The study also looked at other aspects of older-adult suicide. The data revealed that disclosure was most often to an intimate partner or other family member, with only a small number talking about suicide to a healthcare professional. In terms of methods of suicide, researchers found that the use of firearms and hanging/suffocation were associated with lower overall disclosure odds. Among firearm users, however, men were more likely to have disclosed than females.
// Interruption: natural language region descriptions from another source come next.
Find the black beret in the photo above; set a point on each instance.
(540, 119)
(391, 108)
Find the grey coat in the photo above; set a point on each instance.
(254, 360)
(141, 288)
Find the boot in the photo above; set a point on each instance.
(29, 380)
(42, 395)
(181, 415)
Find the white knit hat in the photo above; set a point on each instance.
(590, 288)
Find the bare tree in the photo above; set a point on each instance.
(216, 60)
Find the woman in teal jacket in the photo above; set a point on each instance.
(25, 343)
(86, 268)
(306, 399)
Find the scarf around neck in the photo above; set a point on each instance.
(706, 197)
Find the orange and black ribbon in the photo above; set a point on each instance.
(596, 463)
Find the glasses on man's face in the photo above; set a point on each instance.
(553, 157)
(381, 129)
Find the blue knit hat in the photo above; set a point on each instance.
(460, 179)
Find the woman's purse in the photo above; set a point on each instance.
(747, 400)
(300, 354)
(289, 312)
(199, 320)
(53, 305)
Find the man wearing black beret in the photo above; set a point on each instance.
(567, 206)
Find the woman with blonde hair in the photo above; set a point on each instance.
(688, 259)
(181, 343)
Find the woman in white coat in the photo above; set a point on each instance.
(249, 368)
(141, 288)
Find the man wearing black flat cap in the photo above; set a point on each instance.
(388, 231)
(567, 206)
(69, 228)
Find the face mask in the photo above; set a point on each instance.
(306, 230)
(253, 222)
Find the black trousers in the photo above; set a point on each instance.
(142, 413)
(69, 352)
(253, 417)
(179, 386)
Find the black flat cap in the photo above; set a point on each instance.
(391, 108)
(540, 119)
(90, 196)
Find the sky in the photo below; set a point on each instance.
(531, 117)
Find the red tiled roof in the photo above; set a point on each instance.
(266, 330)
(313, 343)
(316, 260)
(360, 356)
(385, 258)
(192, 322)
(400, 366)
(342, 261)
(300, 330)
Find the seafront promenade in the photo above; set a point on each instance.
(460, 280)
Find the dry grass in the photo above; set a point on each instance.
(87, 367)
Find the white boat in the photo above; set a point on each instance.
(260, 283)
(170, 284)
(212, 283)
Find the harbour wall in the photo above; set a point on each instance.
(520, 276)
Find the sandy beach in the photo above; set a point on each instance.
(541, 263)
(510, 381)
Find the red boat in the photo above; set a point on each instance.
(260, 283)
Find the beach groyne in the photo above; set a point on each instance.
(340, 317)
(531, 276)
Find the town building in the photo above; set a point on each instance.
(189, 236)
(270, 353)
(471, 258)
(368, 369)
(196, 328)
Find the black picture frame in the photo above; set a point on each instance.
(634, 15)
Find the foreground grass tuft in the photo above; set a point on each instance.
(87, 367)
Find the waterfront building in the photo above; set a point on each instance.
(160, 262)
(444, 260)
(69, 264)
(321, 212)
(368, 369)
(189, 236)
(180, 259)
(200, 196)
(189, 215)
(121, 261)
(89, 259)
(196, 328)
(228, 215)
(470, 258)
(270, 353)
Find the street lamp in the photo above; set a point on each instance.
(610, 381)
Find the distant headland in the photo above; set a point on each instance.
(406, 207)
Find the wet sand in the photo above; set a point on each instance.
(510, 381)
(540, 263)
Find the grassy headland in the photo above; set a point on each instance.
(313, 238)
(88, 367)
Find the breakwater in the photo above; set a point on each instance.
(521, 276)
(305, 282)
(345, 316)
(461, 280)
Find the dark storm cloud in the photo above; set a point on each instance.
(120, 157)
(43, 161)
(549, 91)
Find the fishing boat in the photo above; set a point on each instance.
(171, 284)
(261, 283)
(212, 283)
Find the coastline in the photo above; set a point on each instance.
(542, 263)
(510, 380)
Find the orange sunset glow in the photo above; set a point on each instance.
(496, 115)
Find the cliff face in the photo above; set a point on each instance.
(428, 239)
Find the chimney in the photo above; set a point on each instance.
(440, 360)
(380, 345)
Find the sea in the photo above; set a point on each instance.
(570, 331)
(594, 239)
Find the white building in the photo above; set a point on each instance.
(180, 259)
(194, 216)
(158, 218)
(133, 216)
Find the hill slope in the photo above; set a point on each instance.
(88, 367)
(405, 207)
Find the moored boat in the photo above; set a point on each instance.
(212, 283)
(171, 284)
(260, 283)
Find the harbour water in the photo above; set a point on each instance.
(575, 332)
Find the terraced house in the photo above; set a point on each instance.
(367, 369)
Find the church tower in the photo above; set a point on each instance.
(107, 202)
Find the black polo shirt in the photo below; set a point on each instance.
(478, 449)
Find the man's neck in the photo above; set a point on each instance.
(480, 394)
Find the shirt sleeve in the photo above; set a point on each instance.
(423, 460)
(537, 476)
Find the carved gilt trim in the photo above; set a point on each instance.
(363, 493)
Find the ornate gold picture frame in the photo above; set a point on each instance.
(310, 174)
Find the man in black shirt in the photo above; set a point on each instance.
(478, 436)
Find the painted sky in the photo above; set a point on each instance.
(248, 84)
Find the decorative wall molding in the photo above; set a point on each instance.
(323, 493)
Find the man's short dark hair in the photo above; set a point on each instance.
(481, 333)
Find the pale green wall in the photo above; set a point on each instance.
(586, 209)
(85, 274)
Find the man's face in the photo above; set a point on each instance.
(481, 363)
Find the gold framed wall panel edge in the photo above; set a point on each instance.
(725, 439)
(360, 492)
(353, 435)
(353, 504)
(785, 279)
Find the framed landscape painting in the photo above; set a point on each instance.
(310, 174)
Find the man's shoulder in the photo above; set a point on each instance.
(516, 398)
"Because disclosing suicide intent provides an opportunity to prevent suicide and offer assistance in coping with stressors, the study findings have important clinical implications for increasing disclosure and preventing suicide among older adults," said Dr. Choi. Investigators pinpoint four important interventions that may help prevent suicide by the elderly:
- Healthcare providers, especially primary care physicians who work closely with older adults, should routinely assess suicide risk and inquire about access to guns and other means of suicide. Evidence-based prevention training programs such as Applied Suicide Intervention Skills Training should be considered.
- Public health campaigns aimed at families and other social support systems for elderly patients should discuss suicide warning signs and give information on how to seek help after a disclosure.
- Healthcare and social service systems need to ensure that older adults have access to services that address their mental and physical health needs, such as therapy for ongoing emotional turmoil and crisis counseling, palliative care for chronic pain, and affordable and accessible long-term care services for chronic illness and disabling conditions.
- Older adults suffering from depression, mental illness, or substance abuse need tailored treatment services made to suit their specific needs. These services can be integrated into the primary car setting to ease access and reduce the stigma of getting mental health help.
As suicide rates for older Americans continue to climb, it is crucial to take a close look at this issue and find opportunities for intervention. "High late-life suicide rates in a rapidly aging society call for more effective ways to identify older adults at risk and provide prevention and intervention services," concluded Dr. Choi.